JMIR Human Factors (Jan 2023)

A Digital Lifestyle Coach (E-Supporter 1.0) to Support People With Type 2 Diabetes: Participatory Development Study

  • Eclaire A G Hietbrink,
  • Anouk Middelweerd,
  • Pepijn van Empelen,
  • Katharina Preuhs,
  • Annemieke A J Konijnendijk,
  • Wendy Oude Nijeweme-d’Hollosy,
  • Laura K Schrijver,
  • Gozewijn D Laverman,
  • Miriam M R Vollenbroek-Hutten

DOI
https://doi.org/10.2196/40017
Journal volume & issue
Vol. 10
p. e40017

Abstract

Read online

BackgroundA healthy lifestyle, including regular physical activity and a healthy diet, is becoming increasingly important in the treatment of chronic diseases. eHealth interventions that incorporate behavior change techniques (BCTs) and dynamic tailoring strategies could effectively support a healthy lifestyle. E-Supporter 1.0 is an eCoach designed to support physical activity and a healthy diet in people with type 2 diabetes (T2D). ObjectiveThis paper aimed to describe the systematic development of E-Supporter 1.0. MethodsOur systematic design process consisted of 3 phases. The definition phase included the selection of the target group and formulation of intervention objectives, and the identification of behavioral determinants based on which BCTs were selected to apply in the intervention. In the development phase, intervention content was developed by specifying tailoring variables, intervention options, and decision rules.

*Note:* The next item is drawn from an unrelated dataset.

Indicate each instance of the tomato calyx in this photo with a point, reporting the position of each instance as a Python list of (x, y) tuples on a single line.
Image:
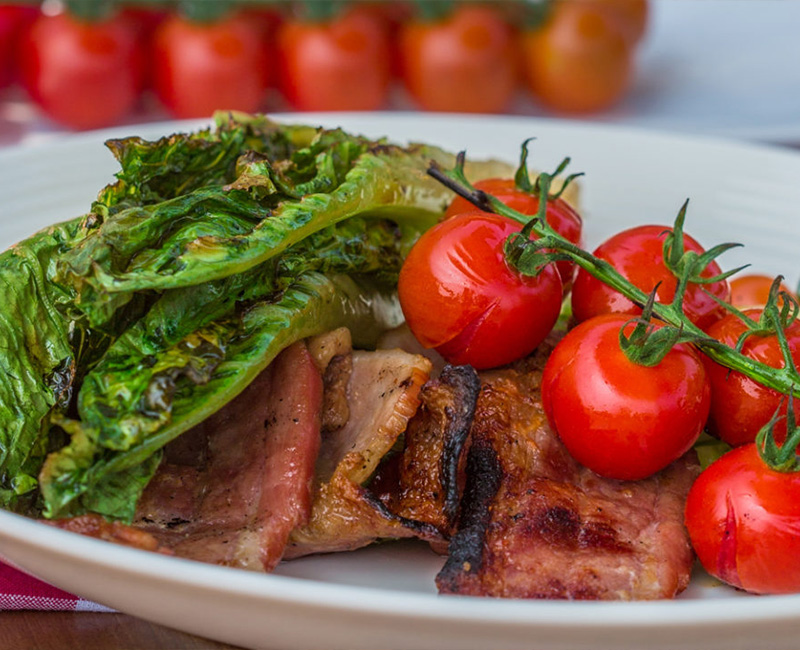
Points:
[(321, 12), (781, 458), (648, 343), (688, 266), (205, 11), (522, 178), (90, 10), (433, 10)]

In the last phase, E-Supporter 1.0 integrated in the Diameter app was evaluated using a usability test in 9 people with T2D to assess intervention usage and acceptability. ResultsThe main intervention objectives were to stimulate light to moderate-vigorous physical activities or adherence to the Dutch dietary guidelines in people with T2D. The selection of behavioral determinants was informed by the health action process approach and theories explaining behavior maintenance. BCTs were included to address relevant behavioral determinants (eg, action control, self-efficacy, and coping planning). Development of the intervention resulted in 3 types of intervention options, consisting of motivational messages, behavioral feedback, and tailor-made supportive exercises. On the basis of IF-THEN rules, intervention options could be tailored to, among others, type of behavioral goal and (barriers to) goal achievement. Data on these variables could be collected using app data, activity tracker data, and daily ecological momentary assessments. Usability testing revealed that user experiences were predominantly positive, despite some problems in the fixed delivery of content. ConclusionsThe systematic development approach resulted in a theory-based and dynamically tailored eCoach. Future work should focus on expanding intervention content to other chronic diseases and lifestyle behaviors, enhancing the degree of tailoring and evaluating intervention effects on acceptability, use, and cost-effectiveness.